The Science of Temperature Therapy

Ice hole polar plunge

Temperature therapy (also known as “thermal therapy” or “thermotherapy”) involves the use of heat or cold to improve health and function. Interestingly, thermotherapy has been around for centuries, with ancient cultures regularly using hot springs, saunas, cold plunges, and ice baths to improve vitality, strength, and wellbeing. More recently, temperature therapy has gained popularity as a natural way to improve immunity, boost mental health, reduce inflammation, promote recovery after exercise, and even increase lifespan.

But what does the science say?

In this article, we will explore the benefits and potential drawbacks of cold and heat therapy and provide some practical recommendations for incorporating them into your recovery routine.

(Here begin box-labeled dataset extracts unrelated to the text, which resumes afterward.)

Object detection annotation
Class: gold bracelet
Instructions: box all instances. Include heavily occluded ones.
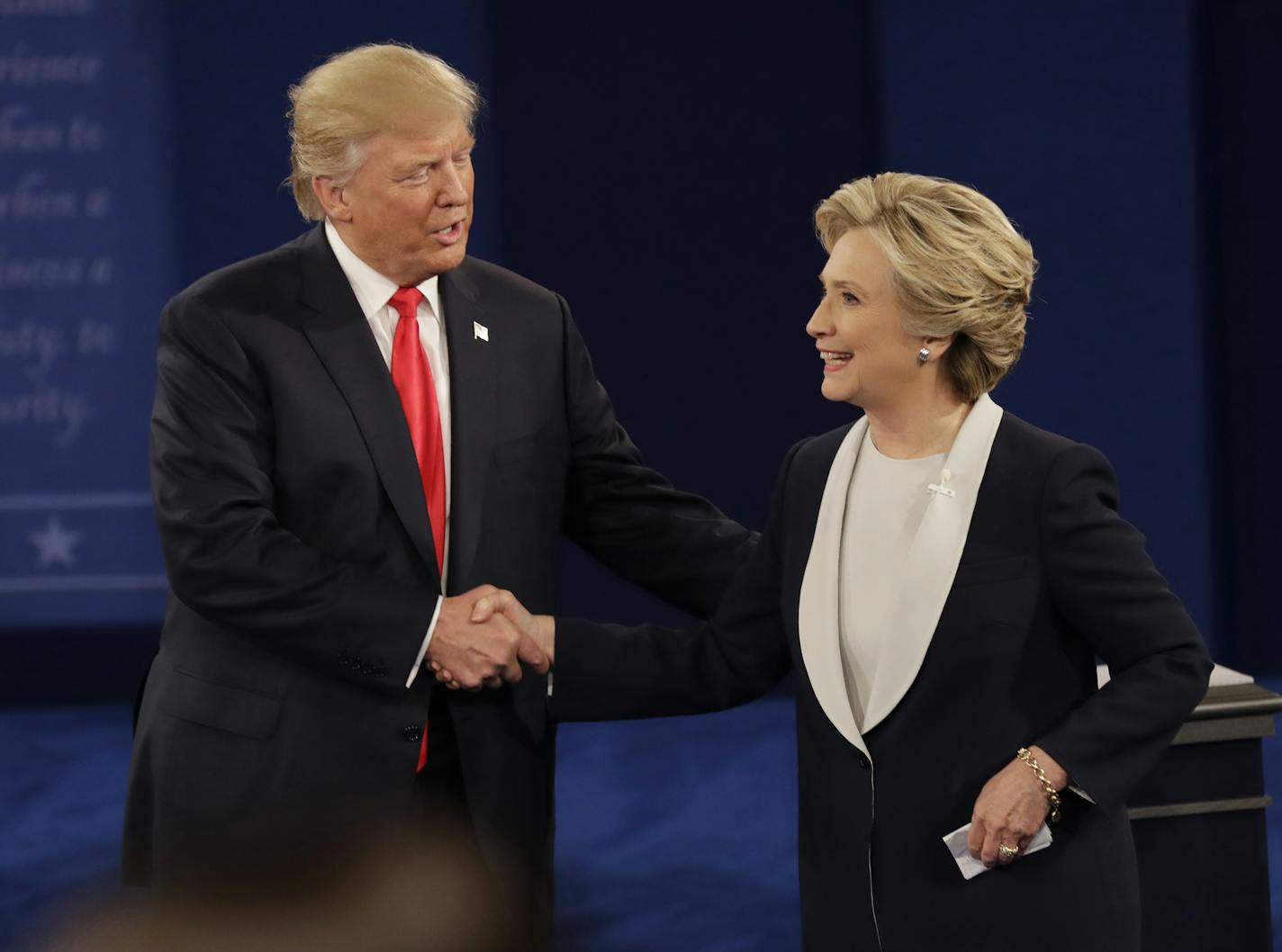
[1016,747,1059,822]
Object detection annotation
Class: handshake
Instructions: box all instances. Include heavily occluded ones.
[426,586,556,691]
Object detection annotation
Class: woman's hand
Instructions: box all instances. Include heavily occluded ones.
[432,588,556,689]
[967,747,1068,867]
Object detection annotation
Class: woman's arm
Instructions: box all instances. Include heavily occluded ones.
[464,444,800,720]
[1037,445,1212,806]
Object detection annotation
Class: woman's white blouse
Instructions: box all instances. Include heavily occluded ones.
[838,429,946,731]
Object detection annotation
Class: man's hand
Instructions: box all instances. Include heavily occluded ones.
[967,747,1068,867]
[472,589,556,665]
[427,586,548,691]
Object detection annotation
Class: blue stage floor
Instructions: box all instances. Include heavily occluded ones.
[0,680,1282,952]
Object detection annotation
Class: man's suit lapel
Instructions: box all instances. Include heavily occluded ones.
[441,264,505,591]
[299,226,438,584]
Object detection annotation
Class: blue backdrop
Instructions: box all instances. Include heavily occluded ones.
[0,0,1282,689]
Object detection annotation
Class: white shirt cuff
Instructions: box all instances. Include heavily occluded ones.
[405,595,445,688]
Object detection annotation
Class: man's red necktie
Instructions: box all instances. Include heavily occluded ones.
[391,287,445,770]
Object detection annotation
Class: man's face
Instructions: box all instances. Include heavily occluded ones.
[330,119,475,287]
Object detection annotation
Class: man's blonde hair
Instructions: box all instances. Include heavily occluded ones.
[814,172,1037,402]
[288,43,481,220]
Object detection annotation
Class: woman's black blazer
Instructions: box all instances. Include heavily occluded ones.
[551,414,1212,952]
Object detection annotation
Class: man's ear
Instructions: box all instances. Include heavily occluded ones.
[311,175,351,221]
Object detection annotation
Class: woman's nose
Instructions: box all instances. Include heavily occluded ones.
[805,301,832,339]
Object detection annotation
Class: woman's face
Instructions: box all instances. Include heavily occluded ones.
[805,228,923,409]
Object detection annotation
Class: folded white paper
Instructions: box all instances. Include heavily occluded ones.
[943,822,1052,879]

Cold Therapy: The Benefits and Risks

Ice bath

Cold therapy involves exposing the body to low temperatures, typically below 59°F (15°C). This can be achieved through ice baths, cold showers, or cryotherapy chambers.

The primary benefits of cold therapy include reducing inflammation [1], improving muscle recovery after exercise [2], and boosting immunity [3]. Cold therapy also increases circulation, reduces swelling, and activates the parasympathetic nervous system, leading to a relaxation response, which can have a positive impact on mental health [4] and act to improve sleep quality [5].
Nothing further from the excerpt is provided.